Es importante entender que los pueblos recolectores y cazadores tenían un conocimiento preciso de la naturaleza, de sus ciclos, de la constitución y hábitos de los animales. “El Hombre no llego a este mundo como una página en blanco en cuanto a sus conocimientos del mundo que lo rodeaba: comía, bebía, se purgaba, veía atacaba y se defendía… Los cazadores-recolectores que dieron el paso hacia una economía agrícola eran herederos de una larga tradición de milenios de observación activa.” (Pág 47) Eran capaces de sembrar y plantar cuando les hacía falta. Se han hecho observaciones en California sobre la siembra de semillas sin preparar para nada el suelo, y la inundación de los campos como forma de regarlos. También los aborígenes australianos plantaban la cabeza del ñame, o no arrancaban la planta con el palo si veían que tenía semillas. Otra prueba es el tratamiento de los nativos americanos de plantas tóxicas que hicieron daño a los europeos, porque no sabían tratarlas adecuadamente tras la recolección, cosa que los nativos hacían con precisión y cuidado. La preparación de venenos a base de plantas es o fue algo habitual entre determinadas tribus ecuatoriales, y si lo hacían es porque conocían muy bien la flora y la fauna.

Pero, advierte Cubero, no hay que pensar que vivían en una autarquía plena. El intercambio, el antecedente del comercio, se encuentra en muchos casos, así como el que se producía entre cazadores-recolectores y agricultores propiamente dichos, algunas veces mediante lo que podríamos denominar hoy “ferias”.
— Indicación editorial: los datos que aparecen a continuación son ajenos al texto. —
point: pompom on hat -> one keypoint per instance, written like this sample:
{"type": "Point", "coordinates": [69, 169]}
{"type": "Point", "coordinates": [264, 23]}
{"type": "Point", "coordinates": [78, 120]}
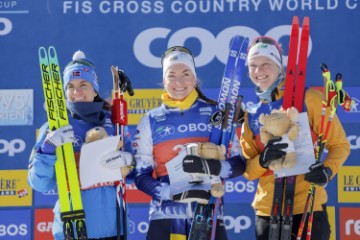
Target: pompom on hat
{"type": "Point", "coordinates": [80, 67]}
{"type": "Point", "coordinates": [265, 49]}
{"type": "Point", "coordinates": [176, 55]}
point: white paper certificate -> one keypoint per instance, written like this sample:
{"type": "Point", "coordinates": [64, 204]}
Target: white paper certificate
{"type": "Point", "coordinates": [92, 173]}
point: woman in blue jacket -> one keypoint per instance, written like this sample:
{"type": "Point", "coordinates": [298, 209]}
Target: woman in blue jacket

En resumen, durante dos millones de años el Hombre vivió en la naturaleza y de la Naturaleza, una población escasa y con utensilios muy elementales. Lo que cazaba lo comía crudo.

Hace unos 600.000 años el Hombre domina el fuego. Comienza a dominar la Naturaleza. En el Mesolítico predominan los vegetales en la dieta. Se perfeccionan los instrumentos de piedra, se emplea la madera, los huesos, el cuerno. Se inventan el arco y la flecha, la lanza con su propulsor, los arpones y anzuelos para la pesca, el palo de cavar, la hoz con microlitos. Facilitar la caza de animales pequeños va fijando al ser humano en territorios, aumenta la población humana.

“No es la Agricultura la que hace per se al Hombre sedentario; un agricultor ha de ser sedentario, pero la estabilidad en la habitación es consecuencia de la abundancia de alimento en la región que habita.”

Las primeras prácticas agrícolas, intuitivas, basadas en experiencias a veces casuales, van modificando el ambiente, pero no cambiando las plantas, que son silvestres. Lo mismo ocurre con los cazadores que en el Medio Oriente aprenden a seguir a los rebaños, sin llegar a domesticar a los animales. A la vez, los intercambios de productos, de semillas, de instrumentos sobrepasan los límites regionales.